Justiça do DF condena ex-senador Gim Argello e ex-distrital Cristiano Araújo por improbidade administrativa

Eles são acusados de irregularidades na concessão de bolsas do FAP-DF. Outras 27 pessoas também foram condenadas.

Por Pedro Alves, G1 DF

05/07/2019 20h22 Atualizado há 13 horas

13/04/2016 - O ex-senador Gim Argello é escoltado pela Polícia Federal ao deixar o Instituto Médico Legal em Curitiba — Foto: Rodolfo Buhrer/Reuters

13/04/2016 – O ex-senador Gim Argello é escoltado pela Polícia Federal ao deixar o Instituto Médico Legal em Curitiba — Foto: Rodolfo Buhrer/Reuters

O juiz Jansen Fialho de Almeida, da 3ª Vara de Fazenda Pública do Distrito Federal, condenou o ex-senador Gim Argello e o ex-deputado distrital Cristiano Araújo por improbidade administrativa. Os dois são acusados de irregularidades na concessão de bolsas do Fundo de Apoio à Pesquisa do DF (FAP-DF).
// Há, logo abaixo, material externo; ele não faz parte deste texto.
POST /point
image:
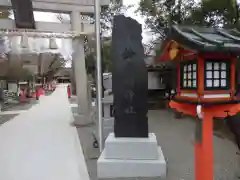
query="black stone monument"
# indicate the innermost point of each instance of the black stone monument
(129, 79)
(23, 14)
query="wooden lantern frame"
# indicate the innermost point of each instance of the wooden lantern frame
(197, 44)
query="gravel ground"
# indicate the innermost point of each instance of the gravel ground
(175, 136)
(16, 107)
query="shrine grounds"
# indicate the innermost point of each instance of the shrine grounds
(176, 137)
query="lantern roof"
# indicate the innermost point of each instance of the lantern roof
(203, 40)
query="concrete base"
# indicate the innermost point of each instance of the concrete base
(124, 158)
(83, 120)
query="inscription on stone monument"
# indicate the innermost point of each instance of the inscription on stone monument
(129, 79)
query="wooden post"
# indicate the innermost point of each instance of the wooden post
(204, 148)
(207, 146)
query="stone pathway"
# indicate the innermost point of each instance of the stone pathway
(41, 144)
(176, 137)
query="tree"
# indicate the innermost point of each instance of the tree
(160, 14)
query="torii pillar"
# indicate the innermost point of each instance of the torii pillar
(84, 116)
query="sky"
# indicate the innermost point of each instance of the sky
(131, 13)
(51, 17)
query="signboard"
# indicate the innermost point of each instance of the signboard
(23, 13)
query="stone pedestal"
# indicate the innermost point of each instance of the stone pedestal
(131, 157)
(108, 106)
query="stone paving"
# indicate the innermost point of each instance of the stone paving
(176, 137)
(14, 110)
(41, 144)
Os ex-parlamentares foram condenados a perda dos direitos políticos por quatro anos e perda de cargo público. Gim deve ainda pagar multa de 20 vezes o salário que recebia à época das irregularidades. Já Cristiano Araújo terá de pagar multa de 50 vezes a remuneração que tinha.
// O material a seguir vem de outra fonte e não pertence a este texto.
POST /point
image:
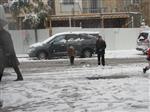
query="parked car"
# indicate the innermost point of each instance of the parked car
(56, 45)
(143, 41)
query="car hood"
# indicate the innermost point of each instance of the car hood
(37, 44)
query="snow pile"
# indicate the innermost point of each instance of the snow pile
(120, 88)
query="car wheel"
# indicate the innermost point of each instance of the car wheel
(87, 53)
(42, 55)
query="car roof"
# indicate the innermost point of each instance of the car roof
(146, 31)
(77, 32)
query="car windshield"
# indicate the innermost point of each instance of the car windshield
(50, 38)
(143, 36)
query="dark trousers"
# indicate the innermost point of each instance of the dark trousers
(101, 59)
(71, 60)
(16, 68)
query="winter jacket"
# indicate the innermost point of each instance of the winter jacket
(71, 51)
(148, 54)
(100, 46)
(7, 48)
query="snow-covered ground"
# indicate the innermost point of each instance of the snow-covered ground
(87, 88)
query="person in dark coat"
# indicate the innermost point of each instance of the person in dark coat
(71, 54)
(7, 53)
(100, 50)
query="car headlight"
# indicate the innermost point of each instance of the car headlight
(31, 49)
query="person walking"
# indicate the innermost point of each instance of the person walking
(71, 54)
(148, 59)
(100, 50)
(7, 53)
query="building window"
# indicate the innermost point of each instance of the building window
(68, 1)
(135, 1)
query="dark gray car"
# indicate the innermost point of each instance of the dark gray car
(56, 46)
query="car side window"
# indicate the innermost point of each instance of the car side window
(59, 40)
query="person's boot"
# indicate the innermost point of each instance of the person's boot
(20, 78)
(145, 69)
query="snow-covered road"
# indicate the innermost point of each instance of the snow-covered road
(87, 88)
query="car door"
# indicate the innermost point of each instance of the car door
(59, 47)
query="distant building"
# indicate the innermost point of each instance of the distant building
(97, 13)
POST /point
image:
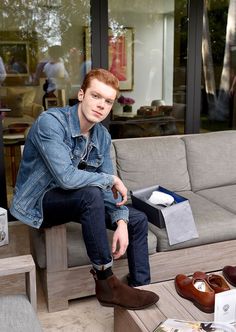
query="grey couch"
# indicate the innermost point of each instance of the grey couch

O deputado distrital Cristiano Araújo (PSD) durante sessão na Câmara Legislativa do Distrito Federal — Foto: CLDF/Divulgação

A decisão é de primeira instância e cabe recurso. O G1 tenta contato com a defesa dos acusados.

Irregularidades

Segundo o Ministério Público do Distrito Federal (MPDFT), o grupo fraudava a concessão de bolsas do FAP-DF para beneficiar indicados políticos. A acusação afirma que interceptações telefônicas demonstraram a existência de um esquema fraudulento que atendia interesses pessoais desviando recursos públicos.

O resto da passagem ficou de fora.